South Asian brands face multiple challenges beyond securing shelf space, according to distributors. One hurdle, they say, is the misclassification of their spirits as East Asian because of the absence of a distinct South Asian category by LCBO. 

Distributors say this creates logistical challenges because the products are often sent to stores in places with a higher concentration of East Asian people. 

“It has required me to manually reposition the stock to areas with a higher South Asian demographic like Brampton,” said Maneesh Jalota, marketing director of Distillers Pride Ltd., an importer of South Asian alcoholic brands since 2007.

Balaji Nagaraja moved to Brampton in 2016 from India and got a job in the IT sector. 

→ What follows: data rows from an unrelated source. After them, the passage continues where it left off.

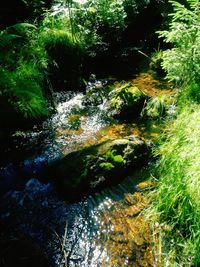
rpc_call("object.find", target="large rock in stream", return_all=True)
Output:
[107,82,147,120]
[49,136,149,200]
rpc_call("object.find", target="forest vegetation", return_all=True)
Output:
[0,0,200,267]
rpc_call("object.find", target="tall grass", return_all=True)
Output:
[151,104,200,266]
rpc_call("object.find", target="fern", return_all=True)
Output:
[158,0,200,84]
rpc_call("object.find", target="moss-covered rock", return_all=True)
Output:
[107,82,147,120]
[50,136,149,199]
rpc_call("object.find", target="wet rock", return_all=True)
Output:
[48,136,149,199]
[106,82,147,120]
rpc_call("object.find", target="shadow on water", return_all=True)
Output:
[0,72,173,267]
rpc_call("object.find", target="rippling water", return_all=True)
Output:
[0,75,166,267]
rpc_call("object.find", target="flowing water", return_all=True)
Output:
[0,72,173,267]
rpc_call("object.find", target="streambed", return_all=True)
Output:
[0,74,171,267]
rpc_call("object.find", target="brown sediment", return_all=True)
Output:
[99,180,161,267]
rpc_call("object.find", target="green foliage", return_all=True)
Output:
[104,149,125,165]
[141,95,169,119]
[99,162,114,172]
[158,0,200,84]
[52,0,126,55]
[153,105,200,266]
[0,23,48,122]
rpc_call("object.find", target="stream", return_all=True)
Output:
[0,72,173,267]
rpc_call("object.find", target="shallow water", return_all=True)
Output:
[0,73,172,267]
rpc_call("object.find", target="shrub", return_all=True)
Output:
[0,23,48,123]
[158,0,200,85]
[153,105,200,266]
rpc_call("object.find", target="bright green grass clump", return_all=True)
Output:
[152,104,200,266]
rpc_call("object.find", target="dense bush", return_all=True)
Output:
[159,0,200,85]
[0,23,48,124]
[153,105,200,266]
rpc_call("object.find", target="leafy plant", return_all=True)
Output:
[158,0,200,84]
[148,104,200,266]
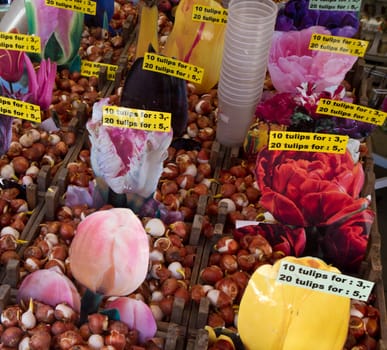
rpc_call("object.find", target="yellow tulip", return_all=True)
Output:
[162,0,226,94]
[238,257,350,350]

Soon, he said, he became aware of the absence of Indian brands at the LCBO. That led him to start Great White Northern Spirits in 2021 to import his favourite Indian labels such as Indri and Rampur single malt whiskies, along with Jaisalmer gin.

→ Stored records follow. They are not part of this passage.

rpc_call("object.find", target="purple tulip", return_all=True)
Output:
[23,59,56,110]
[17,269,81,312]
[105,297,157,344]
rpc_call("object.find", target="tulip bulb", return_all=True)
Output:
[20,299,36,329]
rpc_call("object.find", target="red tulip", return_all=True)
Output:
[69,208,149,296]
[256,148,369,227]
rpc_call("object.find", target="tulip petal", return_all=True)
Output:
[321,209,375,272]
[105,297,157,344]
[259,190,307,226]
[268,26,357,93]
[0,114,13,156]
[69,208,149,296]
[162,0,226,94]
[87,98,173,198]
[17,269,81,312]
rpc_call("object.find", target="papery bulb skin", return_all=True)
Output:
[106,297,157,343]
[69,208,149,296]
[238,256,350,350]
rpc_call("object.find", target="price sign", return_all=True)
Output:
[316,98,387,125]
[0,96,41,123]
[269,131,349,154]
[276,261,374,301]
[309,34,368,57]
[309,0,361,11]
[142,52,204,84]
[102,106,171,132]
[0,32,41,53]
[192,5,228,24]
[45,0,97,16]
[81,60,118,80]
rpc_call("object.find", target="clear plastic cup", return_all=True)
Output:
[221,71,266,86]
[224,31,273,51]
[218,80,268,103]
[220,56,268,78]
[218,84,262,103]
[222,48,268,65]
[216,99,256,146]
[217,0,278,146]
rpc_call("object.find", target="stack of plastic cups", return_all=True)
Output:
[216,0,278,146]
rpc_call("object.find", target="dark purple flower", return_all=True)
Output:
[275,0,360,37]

Three South Asian men post on a park bench outdoors.
Abish Cherian, one of the co-founders of Oxford Beverage Group Inc., the manufacturer of Mandakini brand country liquor, stands behind his partners in the business, Alias Cherian, left, and Sareesh Kunjappan. (Submitted by Abish Cherian)

“Despite residing in Ontario, I initially introduced my products in Alberta due to the ease of selling there,” Nagaraja said. 

Alberta’s market is open to more new alcohol brands, with spirits from 85 countries registered through Alberta Gaming, Liquor & Cannabis (AGLC). 

Interested distributors can easily join by partnering with existing agencies or becoming one, an AGLC spokesperson said via email. 

“From the list of 85 countries with spirits products registered in Alberta, a majority have only one or two products registered.” 

Looking to Alberta

This contrasts with Ontario’s market, where it is more difficult to make sales, explaining why distributors like Nagaraja opted to start in Alberta. 

Since its inception three years ago, Nagaraja’s company has seen growth, increasing from selling 200 cases in its first year to concluding 2023 with 1,700. 

“I strongly believe the market potential is higher if selling in Ontario were more accessible,” he said. 

Nagaraja said the LCBO only opens opportunities for new brands to secure shelf space two to three times a year through a tender process or “open calls.” During each of these opportunities, only three or four brands get shelf placement across its stores in small quantities. 

This limited frequency and the fewer brands selected by the LCBO pose significant challenges for broader sales outreach and market penetration, the distributors say.

A liquor bottle labelled Mandakini is shown on an angle.
A bottle of Mandakini Brand with its label. Mandakini is a South Asian recipe manufactured in Vaughan, Ont. (Submitted by Abish Cherian)

LCBO said it understands what customers are demanding by reviewing “sales data and looking at innovation and emerging trends in the market. This helps us identify gaps which form the basis of our product calls.”  

Despite LCBO efforts to tailor its offerings based on sales trends and market innovations, some customers, like Kumar, feel that this approach does not fully cater to consumer preferences.

“LCBO should have more choices in their offerings. The people’s voice should be heard rather than making specific brands available,” he said. 

“Our alcohols are a celebration of our cultural wealth and LCBO should commit to truly listen to the communities, in line with the multicultural spirit of Canada.”